One of the advantages of being a studio photographer is that you get a range of jobs. This may or not be good in terms of working, for example, This time of year is school photo time and this week I was given several of these school jobs. The down side is that you may be required to travel and have to carry a portable studio along with you; the upside is it helps the expense sheet…. This past week I have been working down state, south of Kingston, New York State, in the Catskill Mountains some 100 miles from home so with a 5am start and getting home at 6pm, it has not left me much time to sit down and write for my blog. Mother nature wasn't kind to me making sure sunrise came after I arrived at the school and ensuring rain was falling on my return journeys, making photographing the mountains almost impossible.

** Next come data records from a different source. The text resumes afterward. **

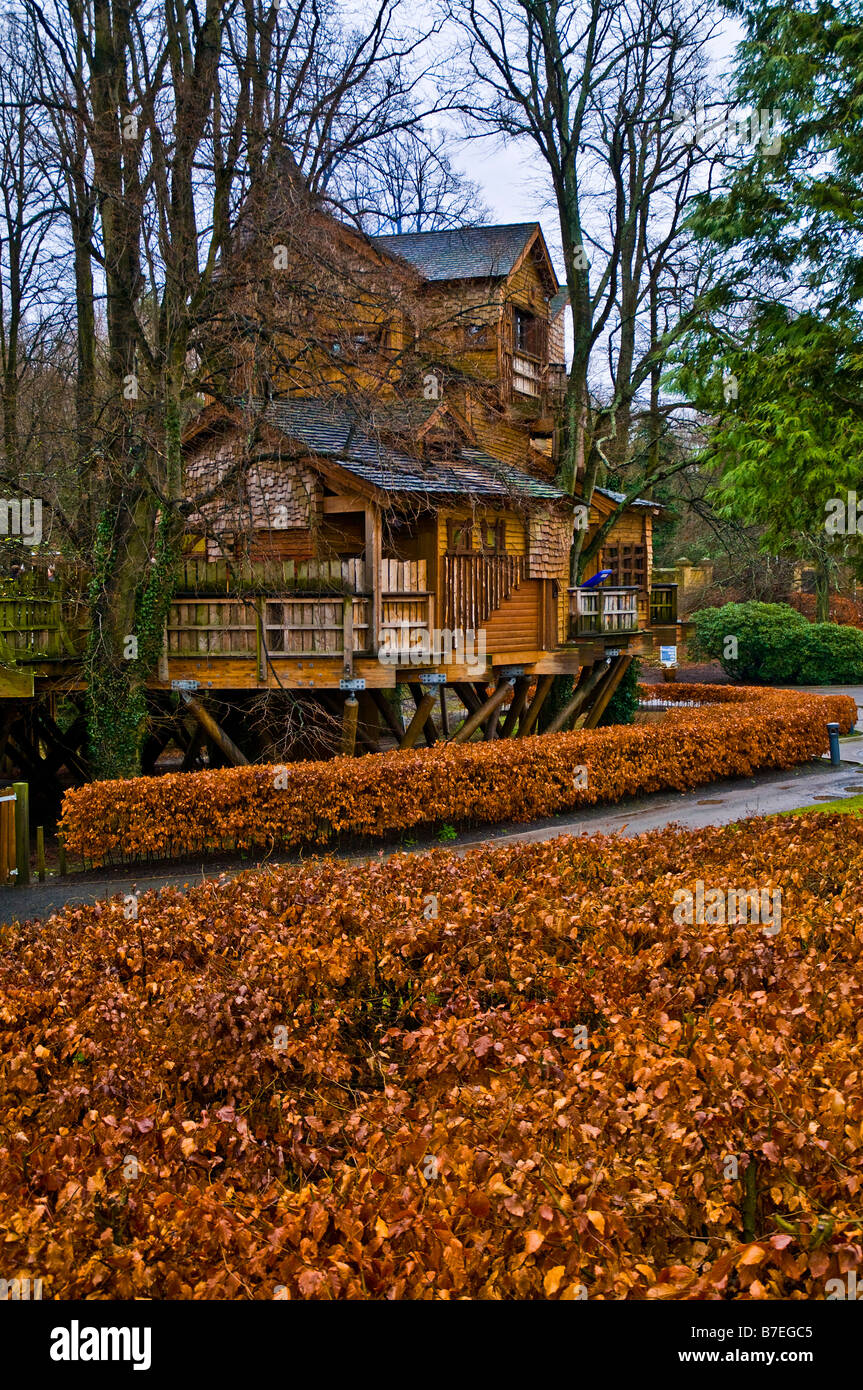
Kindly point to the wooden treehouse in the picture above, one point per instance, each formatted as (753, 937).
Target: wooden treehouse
(348, 548)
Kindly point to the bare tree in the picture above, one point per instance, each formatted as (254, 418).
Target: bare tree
(595, 85)
(164, 114)
(407, 184)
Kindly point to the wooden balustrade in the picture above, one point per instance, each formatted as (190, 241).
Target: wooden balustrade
(474, 585)
(603, 610)
(663, 605)
(313, 624)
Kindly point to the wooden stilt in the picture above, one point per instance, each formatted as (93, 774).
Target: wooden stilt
(492, 704)
(491, 724)
(467, 695)
(349, 726)
(523, 685)
(428, 729)
(337, 706)
(606, 690)
(389, 713)
(413, 730)
(525, 724)
(22, 831)
(214, 733)
(192, 751)
(370, 720)
(588, 681)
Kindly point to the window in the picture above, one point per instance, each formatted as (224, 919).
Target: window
(460, 537)
(530, 352)
(475, 335)
(491, 537)
(528, 335)
(628, 565)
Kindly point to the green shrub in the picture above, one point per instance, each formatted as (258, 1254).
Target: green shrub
(777, 645)
(831, 655)
(624, 701)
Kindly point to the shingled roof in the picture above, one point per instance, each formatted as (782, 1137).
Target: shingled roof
(335, 431)
(466, 253)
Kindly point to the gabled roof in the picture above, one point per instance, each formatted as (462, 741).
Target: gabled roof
(466, 253)
(335, 431)
(635, 502)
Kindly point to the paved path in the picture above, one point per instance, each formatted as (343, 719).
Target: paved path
(714, 804)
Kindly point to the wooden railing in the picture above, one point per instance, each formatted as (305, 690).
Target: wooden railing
(274, 577)
(603, 610)
(474, 585)
(288, 626)
(40, 628)
(663, 605)
(300, 608)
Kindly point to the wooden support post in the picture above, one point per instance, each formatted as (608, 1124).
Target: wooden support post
(525, 726)
(588, 681)
(389, 713)
(164, 674)
(417, 723)
(428, 729)
(373, 576)
(348, 635)
(192, 749)
(492, 704)
(467, 695)
(349, 726)
(216, 733)
(22, 831)
(370, 720)
(260, 641)
(11, 854)
(7, 837)
(523, 685)
(609, 685)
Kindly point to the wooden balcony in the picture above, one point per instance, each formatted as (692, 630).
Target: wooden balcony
(595, 612)
(663, 605)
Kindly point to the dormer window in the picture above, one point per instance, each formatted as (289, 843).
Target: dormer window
(527, 332)
(475, 335)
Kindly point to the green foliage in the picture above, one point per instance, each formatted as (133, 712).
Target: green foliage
(783, 238)
(624, 701)
(777, 645)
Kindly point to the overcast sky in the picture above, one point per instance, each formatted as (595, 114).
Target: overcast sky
(512, 175)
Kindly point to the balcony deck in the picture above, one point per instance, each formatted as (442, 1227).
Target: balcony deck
(299, 624)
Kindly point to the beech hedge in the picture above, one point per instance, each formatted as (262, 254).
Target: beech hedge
(735, 731)
(510, 1075)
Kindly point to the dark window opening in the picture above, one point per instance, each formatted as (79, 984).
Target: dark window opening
(628, 565)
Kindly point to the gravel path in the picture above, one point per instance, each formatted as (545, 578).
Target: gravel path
(714, 804)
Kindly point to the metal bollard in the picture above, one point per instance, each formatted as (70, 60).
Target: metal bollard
(833, 733)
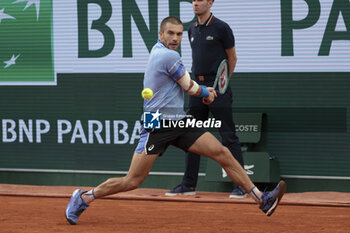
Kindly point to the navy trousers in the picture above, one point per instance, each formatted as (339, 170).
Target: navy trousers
(221, 109)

On Friday I was traveling home on a back road when I noticed some abandoned rail cars at the side of the road. With my love of things abandoned, I pulled over in a convenient space at the roadside and took some photos. With the pouring rain and me huddled under a very large umbrella camera round my neck, some passing motorists looked at me as though I had just escaped from the local asylum. A marker tells the public that this was once part of the O&W Railroad.


The Ontario and Western Railway, was a regional railroad with origins in 1868, the last passenger train departed Kingston for Oneonta in 1954, the company then lasted until 1957 when it was ordered liquidated. The O&W holds the distinction of being the first major U.S. railroad to be abandoned in its entirety. The railroad began life as the New York and Oswego Midland Railroad in 1868. Its mainline ran from Weehawken, New Jersey to Oswego, New York, a port city on Lake Ontario. It had branch lines to Scranton, Pennsylvania; Kingston, Port Jervis, Monticello, Delhi, Utica, and Rome in New York. The part south of Cornwall, New York was operated over the New York Central Railroad's West Shore Railroad via trackage rights.

It was obvious that the rail cars had been there for some time… and even more amazing was that they were on both sides of the busy Rt 209 and the rails were still across the road. The Catskills Mountain Railroad now appear to own these abandoned cars…In 2008, CMR volunteers rebuilt and reopened the first sections of track in downtown Kingston and introduced the Kingston City Shuttle. With the goal of crossing the Esopus River and climbing Mount Hurley to reach the Ashokan reservoir, volunteers rebuilt almost two miles of track through the historic city of Kingston. The section by route 209 was left as was and today is the start of a public/county rail history trail.







Having taken the rail cars, I noticed the Esopus Creek was next to me. Even two weeks after Hurricane Irene, the creek was still many times its normal width, normally the creek is clear water maybe 20 feet wide, a pretty looking watercourse, today it was still over 100 feet wide and a muddy brown colour. Looking at the fields along the creek, one could see the damage to farmland that Irene caused. There were acres and acres of what three weeks ago before the storms had been corn almost ready for harvest and which were now little more than stalks in a muddy landscape.